Travel via the booths is subjectively instantaneous but objectively lightspeed but how is the teleportation "psuedo-"? I think that any kind of teleportation represents a much higher level of technology than is evidenced elsewhere in this period of the Known Space future history. Does Poul Anderson rationalize it in any way in his contributions to the series?

At present, I am regarding two Man-Kzin Wars trilogies, the first by Pournelle and Stirling and the second by Anderson, as a single sub-series to be analyzed as a unit. Anything said in one of these six works might reverberate in any of the others.
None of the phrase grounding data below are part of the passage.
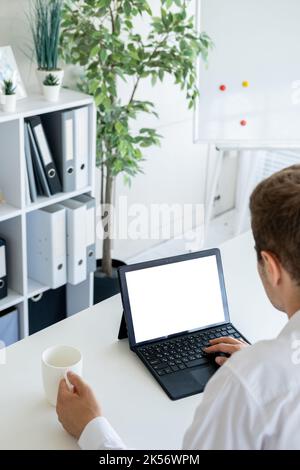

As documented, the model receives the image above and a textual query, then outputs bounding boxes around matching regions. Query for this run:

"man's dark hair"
[249,164,300,283]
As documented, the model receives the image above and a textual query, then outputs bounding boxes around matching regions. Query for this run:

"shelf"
[0,203,21,223]
[0,91,96,340]
[0,89,94,124]
[25,187,92,212]
[27,279,49,298]
[0,289,24,312]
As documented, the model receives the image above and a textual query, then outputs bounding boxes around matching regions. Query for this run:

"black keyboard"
[138,324,243,377]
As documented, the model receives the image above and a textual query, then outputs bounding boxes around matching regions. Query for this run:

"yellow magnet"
[242,81,249,87]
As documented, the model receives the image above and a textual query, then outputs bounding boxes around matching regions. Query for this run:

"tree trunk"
[101,170,114,277]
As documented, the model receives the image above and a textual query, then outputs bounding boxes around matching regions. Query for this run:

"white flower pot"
[2,94,16,113]
[36,69,64,93]
[43,85,61,102]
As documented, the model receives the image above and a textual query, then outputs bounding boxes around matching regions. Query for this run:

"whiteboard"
[196,0,300,145]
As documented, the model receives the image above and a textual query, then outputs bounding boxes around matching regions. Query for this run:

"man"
[57,165,300,449]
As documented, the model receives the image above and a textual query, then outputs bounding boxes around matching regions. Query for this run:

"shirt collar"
[278,309,300,338]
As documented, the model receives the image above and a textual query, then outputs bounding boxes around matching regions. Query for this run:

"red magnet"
[219,84,226,91]
[240,120,247,126]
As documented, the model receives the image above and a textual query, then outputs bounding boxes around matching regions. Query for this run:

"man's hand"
[204,336,249,366]
[56,371,102,440]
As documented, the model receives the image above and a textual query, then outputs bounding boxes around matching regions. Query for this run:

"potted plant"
[1,79,17,112]
[29,0,64,91]
[43,73,60,102]
[61,0,213,302]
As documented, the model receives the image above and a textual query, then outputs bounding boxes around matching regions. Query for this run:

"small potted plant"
[43,73,60,102]
[29,0,64,92]
[1,79,17,112]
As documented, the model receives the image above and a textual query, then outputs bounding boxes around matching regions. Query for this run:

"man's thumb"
[67,371,86,395]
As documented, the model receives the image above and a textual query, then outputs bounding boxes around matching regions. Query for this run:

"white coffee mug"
[42,345,83,406]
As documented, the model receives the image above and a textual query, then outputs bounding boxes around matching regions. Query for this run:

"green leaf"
[94,94,103,106]
[100,48,107,62]
[144,3,152,15]
[123,174,132,187]
[115,121,124,133]
[161,8,168,28]
[151,74,157,86]
[124,1,131,16]
[89,79,99,94]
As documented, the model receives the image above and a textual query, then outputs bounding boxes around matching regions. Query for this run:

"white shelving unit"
[0,89,96,340]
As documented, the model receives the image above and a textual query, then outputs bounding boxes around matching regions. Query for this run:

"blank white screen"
[125,255,225,344]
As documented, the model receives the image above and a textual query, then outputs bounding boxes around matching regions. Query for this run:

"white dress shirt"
[79,311,300,450]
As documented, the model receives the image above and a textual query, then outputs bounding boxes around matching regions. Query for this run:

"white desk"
[0,231,287,450]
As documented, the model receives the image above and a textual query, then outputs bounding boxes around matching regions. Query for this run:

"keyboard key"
[153,363,166,370]
[157,369,166,376]
[178,364,186,370]
[164,367,172,374]
[186,358,208,368]
[171,365,179,372]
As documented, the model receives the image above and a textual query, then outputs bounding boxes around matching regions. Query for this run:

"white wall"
[0,0,208,261]
[0,1,34,87]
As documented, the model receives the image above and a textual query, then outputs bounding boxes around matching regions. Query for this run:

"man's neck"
[286,301,300,319]
[280,281,300,319]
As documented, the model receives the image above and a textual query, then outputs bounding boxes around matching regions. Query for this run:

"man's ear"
[260,250,282,286]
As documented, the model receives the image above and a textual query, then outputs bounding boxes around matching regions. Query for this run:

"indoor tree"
[61,0,213,277]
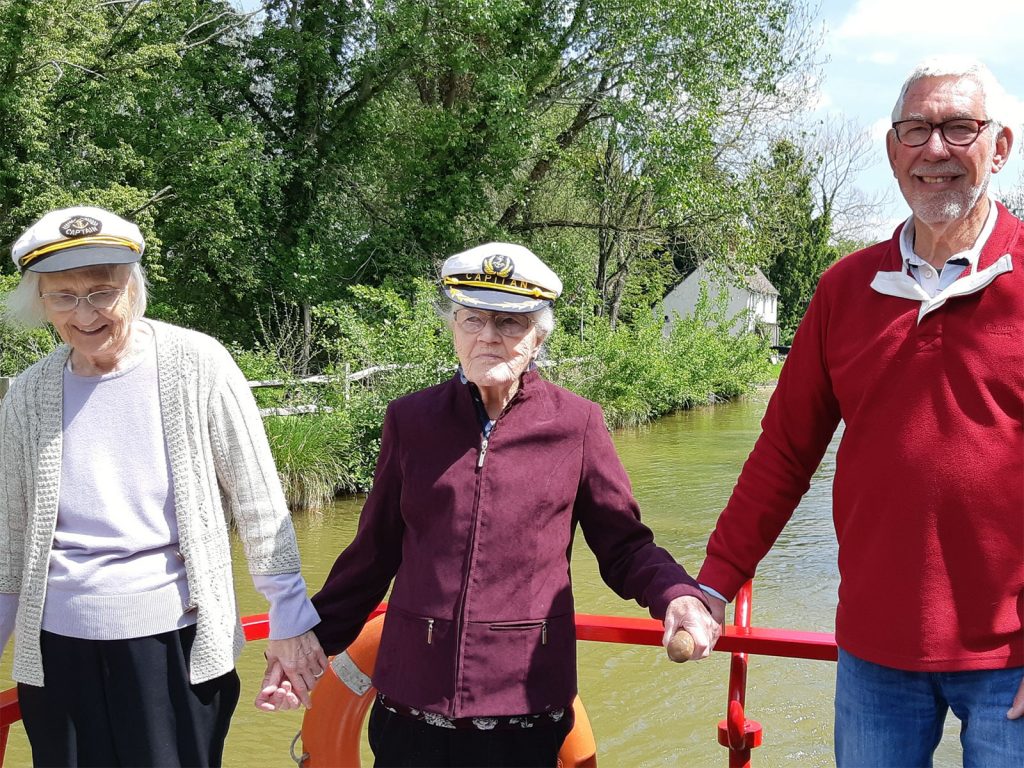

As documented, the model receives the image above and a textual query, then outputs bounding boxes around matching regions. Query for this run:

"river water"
[1,387,966,767]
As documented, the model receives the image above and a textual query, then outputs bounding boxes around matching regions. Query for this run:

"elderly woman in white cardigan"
[0,206,327,767]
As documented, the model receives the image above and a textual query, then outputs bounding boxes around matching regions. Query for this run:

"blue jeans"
[835,649,1024,767]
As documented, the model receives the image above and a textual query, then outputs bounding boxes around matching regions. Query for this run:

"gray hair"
[440,302,556,345]
[891,56,1016,136]
[3,263,148,329]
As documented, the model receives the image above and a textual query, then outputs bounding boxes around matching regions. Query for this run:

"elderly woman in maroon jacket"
[312,243,719,767]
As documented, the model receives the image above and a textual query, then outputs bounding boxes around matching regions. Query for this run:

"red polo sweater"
[699,203,1024,672]
[313,370,704,717]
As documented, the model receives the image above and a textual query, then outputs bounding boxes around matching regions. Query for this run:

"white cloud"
[859,51,898,66]
[836,1,1024,48]
[809,87,833,112]
[1002,94,1024,133]
[869,117,891,141]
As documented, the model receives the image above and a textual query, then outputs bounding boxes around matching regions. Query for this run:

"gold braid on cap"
[443,275,557,300]
[18,235,141,269]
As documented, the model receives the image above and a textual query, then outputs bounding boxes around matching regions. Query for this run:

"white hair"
[441,302,556,344]
[3,263,148,329]
[891,56,1016,135]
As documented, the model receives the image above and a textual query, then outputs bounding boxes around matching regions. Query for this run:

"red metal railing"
[0,583,836,766]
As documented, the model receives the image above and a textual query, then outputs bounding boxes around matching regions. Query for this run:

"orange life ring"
[294,614,597,767]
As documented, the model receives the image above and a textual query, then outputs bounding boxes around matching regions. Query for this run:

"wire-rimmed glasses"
[39,288,125,312]
[453,309,535,338]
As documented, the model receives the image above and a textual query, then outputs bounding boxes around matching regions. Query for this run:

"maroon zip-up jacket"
[312,370,705,718]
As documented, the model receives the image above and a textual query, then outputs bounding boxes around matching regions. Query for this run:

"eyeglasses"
[892,119,991,147]
[454,310,535,338]
[39,288,125,312]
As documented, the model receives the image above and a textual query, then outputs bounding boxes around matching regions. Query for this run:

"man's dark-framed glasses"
[892,119,991,147]
[454,309,535,338]
[39,288,125,312]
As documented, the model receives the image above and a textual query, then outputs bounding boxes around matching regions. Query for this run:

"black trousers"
[18,626,240,768]
[367,698,573,768]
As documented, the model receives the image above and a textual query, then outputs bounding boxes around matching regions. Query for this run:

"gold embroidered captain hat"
[11,206,144,273]
[441,242,563,313]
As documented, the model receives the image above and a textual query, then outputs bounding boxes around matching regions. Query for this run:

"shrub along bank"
[2,278,771,511]
[238,282,773,510]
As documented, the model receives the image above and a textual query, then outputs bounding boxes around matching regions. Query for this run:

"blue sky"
[814,0,1024,238]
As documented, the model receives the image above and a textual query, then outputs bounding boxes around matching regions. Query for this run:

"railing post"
[718,580,763,767]
[0,685,22,768]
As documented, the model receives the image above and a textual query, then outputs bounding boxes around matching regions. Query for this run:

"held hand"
[255,660,300,712]
[662,595,721,662]
[1008,672,1024,720]
[260,630,329,710]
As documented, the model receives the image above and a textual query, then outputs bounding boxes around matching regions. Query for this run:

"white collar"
[872,201,1012,323]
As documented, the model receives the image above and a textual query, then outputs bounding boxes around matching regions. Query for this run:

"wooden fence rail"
[0,358,581,411]
[250,359,580,417]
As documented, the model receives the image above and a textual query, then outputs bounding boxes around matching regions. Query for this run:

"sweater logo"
[983,322,1014,335]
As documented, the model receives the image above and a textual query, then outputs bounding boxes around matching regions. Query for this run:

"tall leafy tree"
[0,0,272,341]
[754,139,839,342]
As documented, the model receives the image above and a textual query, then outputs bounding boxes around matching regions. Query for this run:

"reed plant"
[263,413,360,512]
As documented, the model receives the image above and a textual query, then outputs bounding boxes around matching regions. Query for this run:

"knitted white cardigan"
[0,320,302,685]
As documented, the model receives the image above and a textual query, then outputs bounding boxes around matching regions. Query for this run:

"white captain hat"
[441,242,562,313]
[11,205,144,273]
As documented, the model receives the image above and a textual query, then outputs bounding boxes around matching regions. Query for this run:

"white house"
[662,264,780,345]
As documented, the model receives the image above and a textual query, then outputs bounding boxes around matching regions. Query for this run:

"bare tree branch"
[25,59,106,81]
[128,185,175,217]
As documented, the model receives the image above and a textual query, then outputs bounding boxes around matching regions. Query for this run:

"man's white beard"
[910,172,989,225]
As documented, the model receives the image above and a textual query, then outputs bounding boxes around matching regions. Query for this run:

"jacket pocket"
[375,605,456,713]
[461,612,576,715]
[489,619,548,645]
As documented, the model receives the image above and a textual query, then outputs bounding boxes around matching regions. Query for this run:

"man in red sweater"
[698,56,1023,766]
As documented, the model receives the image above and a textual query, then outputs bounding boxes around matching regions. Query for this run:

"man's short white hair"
[891,56,1017,135]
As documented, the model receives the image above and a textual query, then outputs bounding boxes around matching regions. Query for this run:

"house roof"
[668,263,780,297]
[743,266,779,296]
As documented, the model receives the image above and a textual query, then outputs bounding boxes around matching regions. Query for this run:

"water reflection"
[0,388,965,767]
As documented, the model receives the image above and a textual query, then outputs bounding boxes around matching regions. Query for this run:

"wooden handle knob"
[667,630,695,662]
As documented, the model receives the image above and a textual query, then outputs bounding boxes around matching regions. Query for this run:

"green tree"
[0,0,272,341]
[239,0,815,307]
[753,139,839,342]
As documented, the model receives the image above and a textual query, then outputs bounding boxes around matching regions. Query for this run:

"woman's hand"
[255,630,329,711]
[661,595,722,661]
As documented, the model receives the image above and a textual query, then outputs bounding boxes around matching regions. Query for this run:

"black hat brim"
[25,245,142,273]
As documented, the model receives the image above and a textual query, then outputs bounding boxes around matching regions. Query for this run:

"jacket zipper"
[453,428,490,715]
[454,388,522,715]
[426,618,434,645]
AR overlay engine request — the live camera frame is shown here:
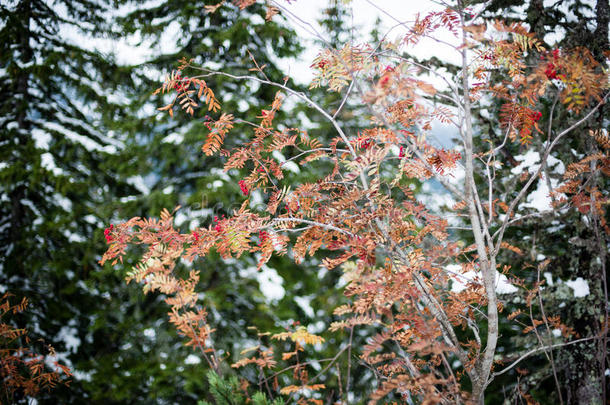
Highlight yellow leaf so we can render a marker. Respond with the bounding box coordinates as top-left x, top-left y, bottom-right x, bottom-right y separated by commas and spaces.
290, 327, 324, 345
240, 345, 260, 355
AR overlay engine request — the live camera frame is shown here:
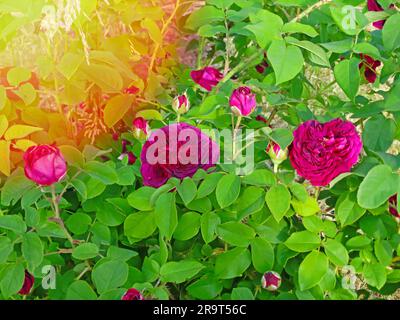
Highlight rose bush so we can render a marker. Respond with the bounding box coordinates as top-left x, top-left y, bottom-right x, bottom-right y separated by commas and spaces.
0, 0, 399, 301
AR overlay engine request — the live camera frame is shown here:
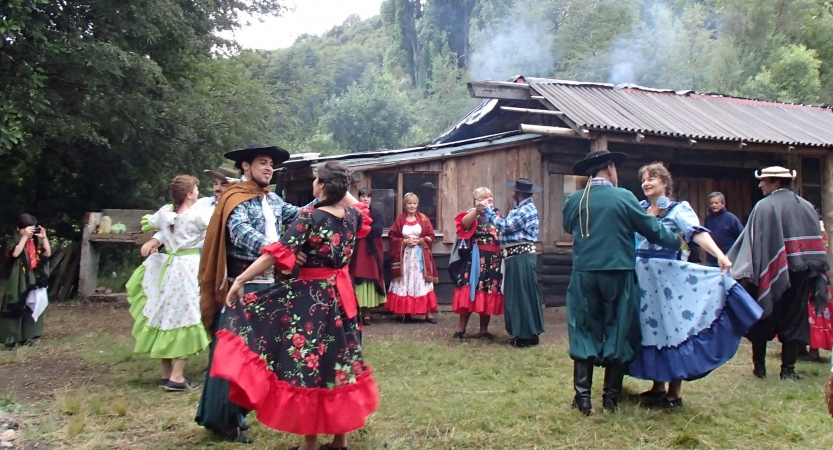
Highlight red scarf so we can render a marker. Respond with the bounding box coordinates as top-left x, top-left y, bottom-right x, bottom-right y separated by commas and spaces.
388, 211, 439, 283
25, 240, 38, 270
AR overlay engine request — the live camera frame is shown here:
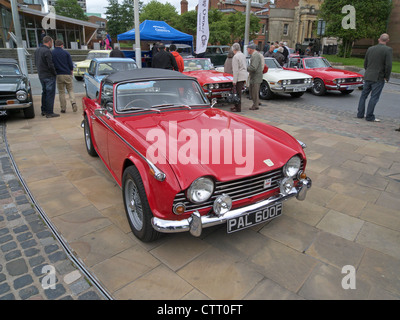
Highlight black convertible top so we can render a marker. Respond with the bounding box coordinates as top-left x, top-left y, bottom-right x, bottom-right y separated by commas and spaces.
104, 68, 194, 84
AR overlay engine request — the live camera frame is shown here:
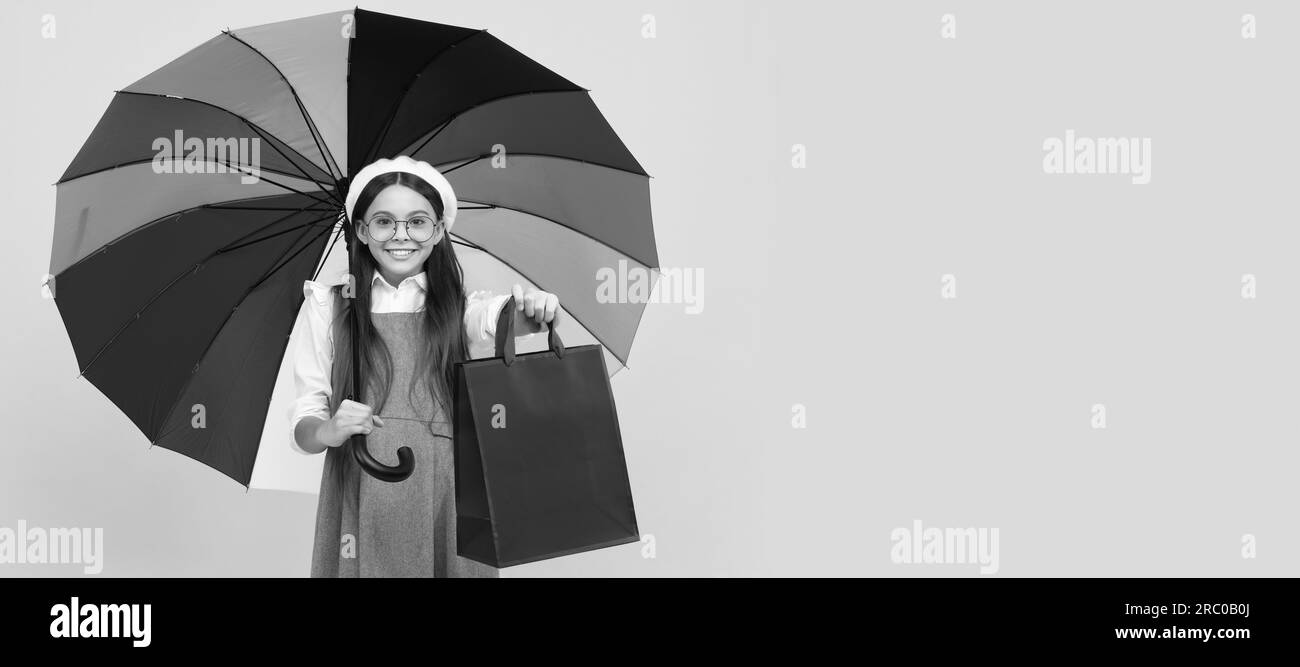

The transfer booths are an obvious point to ask questions about. If Anderson had introduced the idea, then he would have devised an appropriate rationalization but how does he respond to transfer booths when they are already present in a shared scenario?

1 comment:

  1. Kaor, Paul!

    Your comments and questions about "pseudo-teleportation" and transfer booths caused me to realize I don't recall seeing Anderson using them in his contributions to the Known Space series. Perhaps, like you, Anderson thought the use of such things SHOULD mean a generally higher level of technology than what we actually see. Which leads me to conclude Anderson avoided using teleportation/transfer booths.